Abstract
This article reports data concerning silicosis-related web-activities using Google Trends (GT) capturing the Internet behavior in the USA for the period 2004–2010. GT-generated data were then compared with the most recent available epidemiological data of silicosis mortality obtained from the Centers for Disease Control and Prevention for the same study period. Statistically significant correlations with epidemiological data of silicosis (r=0.805, p-value <0.05) and other related web searches were found.

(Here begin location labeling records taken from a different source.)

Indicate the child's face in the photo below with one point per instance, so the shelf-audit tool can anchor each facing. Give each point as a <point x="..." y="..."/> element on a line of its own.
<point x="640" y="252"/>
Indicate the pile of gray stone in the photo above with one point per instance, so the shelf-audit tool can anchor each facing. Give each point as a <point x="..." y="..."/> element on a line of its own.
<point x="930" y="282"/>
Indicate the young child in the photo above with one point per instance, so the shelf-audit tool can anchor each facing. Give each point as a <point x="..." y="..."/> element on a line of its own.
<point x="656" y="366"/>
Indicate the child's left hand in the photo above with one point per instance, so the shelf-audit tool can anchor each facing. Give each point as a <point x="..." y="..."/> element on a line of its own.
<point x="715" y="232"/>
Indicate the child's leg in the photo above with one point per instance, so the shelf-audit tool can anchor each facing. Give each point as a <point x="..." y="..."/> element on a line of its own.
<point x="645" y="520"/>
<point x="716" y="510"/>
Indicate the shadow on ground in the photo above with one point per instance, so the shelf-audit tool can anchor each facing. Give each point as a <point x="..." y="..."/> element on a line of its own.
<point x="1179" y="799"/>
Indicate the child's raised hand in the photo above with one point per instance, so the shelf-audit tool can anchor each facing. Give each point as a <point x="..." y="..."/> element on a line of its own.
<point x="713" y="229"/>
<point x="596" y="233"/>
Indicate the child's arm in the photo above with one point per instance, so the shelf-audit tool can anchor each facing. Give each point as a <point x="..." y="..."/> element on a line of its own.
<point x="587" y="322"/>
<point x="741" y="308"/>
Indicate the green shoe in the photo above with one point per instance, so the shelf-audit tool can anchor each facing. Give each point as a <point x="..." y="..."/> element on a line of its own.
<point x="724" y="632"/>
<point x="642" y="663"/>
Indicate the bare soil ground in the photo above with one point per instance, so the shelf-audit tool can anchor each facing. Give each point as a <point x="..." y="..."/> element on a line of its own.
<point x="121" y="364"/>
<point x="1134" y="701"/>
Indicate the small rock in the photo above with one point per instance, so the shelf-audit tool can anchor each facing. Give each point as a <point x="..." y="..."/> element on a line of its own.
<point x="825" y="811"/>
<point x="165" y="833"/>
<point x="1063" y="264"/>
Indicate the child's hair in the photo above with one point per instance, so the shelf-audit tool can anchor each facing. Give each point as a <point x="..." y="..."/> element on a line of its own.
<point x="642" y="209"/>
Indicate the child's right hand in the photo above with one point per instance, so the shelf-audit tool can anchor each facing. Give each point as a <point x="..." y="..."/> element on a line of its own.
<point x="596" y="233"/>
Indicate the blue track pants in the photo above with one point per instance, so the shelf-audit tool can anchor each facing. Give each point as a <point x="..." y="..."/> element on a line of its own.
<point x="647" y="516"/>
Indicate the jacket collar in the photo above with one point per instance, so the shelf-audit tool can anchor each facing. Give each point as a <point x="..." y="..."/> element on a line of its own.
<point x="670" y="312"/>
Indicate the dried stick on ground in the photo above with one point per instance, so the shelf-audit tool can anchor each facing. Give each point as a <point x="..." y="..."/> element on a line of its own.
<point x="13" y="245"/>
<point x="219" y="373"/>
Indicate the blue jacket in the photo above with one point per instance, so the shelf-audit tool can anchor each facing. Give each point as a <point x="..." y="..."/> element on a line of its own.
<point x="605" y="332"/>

The temporal trend well correlated with the epidemiological data, as well as the geospatial distribution of the web-activities with the geographic epidemiology of silicosis.

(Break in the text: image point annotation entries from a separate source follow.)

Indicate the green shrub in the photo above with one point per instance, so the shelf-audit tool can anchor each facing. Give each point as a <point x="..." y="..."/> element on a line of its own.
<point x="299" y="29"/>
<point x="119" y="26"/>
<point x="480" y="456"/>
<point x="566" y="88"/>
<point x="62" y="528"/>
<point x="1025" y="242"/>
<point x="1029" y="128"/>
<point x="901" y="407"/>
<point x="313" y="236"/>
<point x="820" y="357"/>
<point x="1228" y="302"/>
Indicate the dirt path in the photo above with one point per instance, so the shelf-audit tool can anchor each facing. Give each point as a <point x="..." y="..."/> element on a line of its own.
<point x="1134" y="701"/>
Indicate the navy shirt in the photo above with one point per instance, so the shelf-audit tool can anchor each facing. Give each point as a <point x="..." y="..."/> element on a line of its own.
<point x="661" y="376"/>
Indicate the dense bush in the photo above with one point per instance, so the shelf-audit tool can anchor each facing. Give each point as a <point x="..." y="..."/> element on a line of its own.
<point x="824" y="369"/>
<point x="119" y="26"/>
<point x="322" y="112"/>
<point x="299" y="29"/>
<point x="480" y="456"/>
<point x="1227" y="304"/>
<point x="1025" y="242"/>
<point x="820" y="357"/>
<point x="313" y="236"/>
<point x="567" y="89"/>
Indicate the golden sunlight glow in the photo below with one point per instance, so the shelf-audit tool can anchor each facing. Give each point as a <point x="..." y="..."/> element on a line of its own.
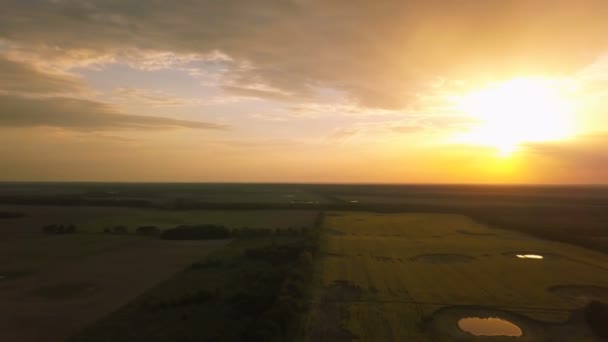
<point x="517" y="111"/>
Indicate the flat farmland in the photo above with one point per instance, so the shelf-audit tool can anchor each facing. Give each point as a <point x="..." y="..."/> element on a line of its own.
<point x="51" y="287"/>
<point x="412" y="276"/>
<point x="95" y="219"/>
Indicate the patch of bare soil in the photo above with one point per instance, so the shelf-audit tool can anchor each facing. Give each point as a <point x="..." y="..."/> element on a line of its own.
<point x="584" y="293"/>
<point x="442" y="258"/>
<point x="332" y="312"/>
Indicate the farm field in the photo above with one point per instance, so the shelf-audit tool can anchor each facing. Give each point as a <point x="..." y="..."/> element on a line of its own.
<point x="233" y="284"/>
<point x="412" y="276"/>
<point x="95" y="219"/>
<point x="53" y="286"/>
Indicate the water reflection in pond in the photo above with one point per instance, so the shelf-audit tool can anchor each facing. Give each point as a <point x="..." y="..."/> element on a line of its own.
<point x="529" y="256"/>
<point x="491" y="326"/>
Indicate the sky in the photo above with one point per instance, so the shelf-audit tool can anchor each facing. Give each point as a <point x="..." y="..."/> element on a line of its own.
<point x="422" y="91"/>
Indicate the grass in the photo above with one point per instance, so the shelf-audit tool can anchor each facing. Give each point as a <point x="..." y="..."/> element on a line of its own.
<point x="95" y="219"/>
<point x="228" y="275"/>
<point x="372" y="253"/>
<point x="231" y="218"/>
<point x="59" y="284"/>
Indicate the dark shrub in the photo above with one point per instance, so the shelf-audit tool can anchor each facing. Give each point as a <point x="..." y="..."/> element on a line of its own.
<point x="119" y="230"/>
<point x="148" y="230"/>
<point x="199" y="232"/>
<point x="597" y="316"/>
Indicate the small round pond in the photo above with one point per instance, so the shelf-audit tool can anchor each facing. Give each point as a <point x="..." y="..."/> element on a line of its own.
<point x="490" y="326"/>
<point x="528" y="255"/>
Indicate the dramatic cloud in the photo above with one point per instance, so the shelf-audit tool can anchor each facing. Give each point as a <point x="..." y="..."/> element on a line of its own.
<point x="149" y="97"/>
<point x="16" y="77"/>
<point x="380" y="54"/>
<point x="585" y="154"/>
<point x="78" y="114"/>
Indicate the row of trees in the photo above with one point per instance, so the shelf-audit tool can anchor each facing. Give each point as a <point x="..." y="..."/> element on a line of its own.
<point x="276" y="299"/>
<point x="211" y="231"/>
<point x="10" y="214"/>
<point x="207" y="232"/>
<point x="59" y="229"/>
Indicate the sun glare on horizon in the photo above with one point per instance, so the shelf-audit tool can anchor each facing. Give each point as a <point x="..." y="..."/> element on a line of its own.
<point x="517" y="111"/>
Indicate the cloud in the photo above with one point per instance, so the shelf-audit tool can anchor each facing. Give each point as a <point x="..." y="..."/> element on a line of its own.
<point x="584" y="153"/>
<point x="17" y="77"/>
<point x="83" y="115"/>
<point x="379" y="55"/>
<point x="149" y="97"/>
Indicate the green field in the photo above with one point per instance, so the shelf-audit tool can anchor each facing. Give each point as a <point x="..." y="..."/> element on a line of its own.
<point x="372" y="287"/>
<point x="96" y="219"/>
<point x="52" y="286"/>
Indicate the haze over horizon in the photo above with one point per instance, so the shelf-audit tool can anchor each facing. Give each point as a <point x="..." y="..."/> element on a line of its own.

Keywords: Infodemiology and infoveillance, Internet, Occupational medicine and hygiene, Web 2.0, Work-related diseases
Specifications Table
Subject area | Medicine |
---|---|
More specific subject area | Occupational medicine |
Type of data | Figure, tables |
How data was acquired | Outsourcing of Google Trends site and the Centers for Disease Control and Prevention (CDC) site |
Data format | Raw, analyzed |
Experimental factors | Google Trends search volumes were obtained through graphs and heat-maps |
Experimental features | Validation of Google Trends-based data with “real-world” data taken from the CDC site was performed by means of correlational analysis |
Data source location | USA |
Data accessibility | Data are within this article |
Value of the data
-
•
Google Trends (GT)-based data (infodemiological data) could be useful for scientific community, researchers and occupational physicians in that they show good correlation with “real world” data obtained from the Centers for Disease Control and Prevention site, thus proving to be reliable.
-
•
These data could be further statistically processed, analyzed, refined and validated in such a way to complement traditional surveillance of silicosis, providing data quicker and in real time.
-
•
These data could be used to understand occupational diseases-related web activities.
-
•
To our knowledge, this is the first analysis of web search behavior related to an occupational disease, namely silicosis, carried out both in quantitative and qualitative terms.
1. Data
This article contains infodemiological data on silicosis searched in the USA in the study period 2004–2010, obtained from Google Trends (GT) (Fig. 1). These data well correlated with “real-world” data obtained from the Centers for Disease Control and Prevention (CDC) site for the same study period (Table 1, Table 2, Table 3).
Fig. 1.
Google Trends-generated heat-map showing the regional interest for silicosis in the USA. In particular, it can be noticed that silicosis-related web searches are concentrated in some counties (namely, California, Texas, New York, Pennsylvania, and Virginia).
Table 1.
Pearson׳s correlation between Google Trends-based data and epidemiological data in the study period 2004–2010.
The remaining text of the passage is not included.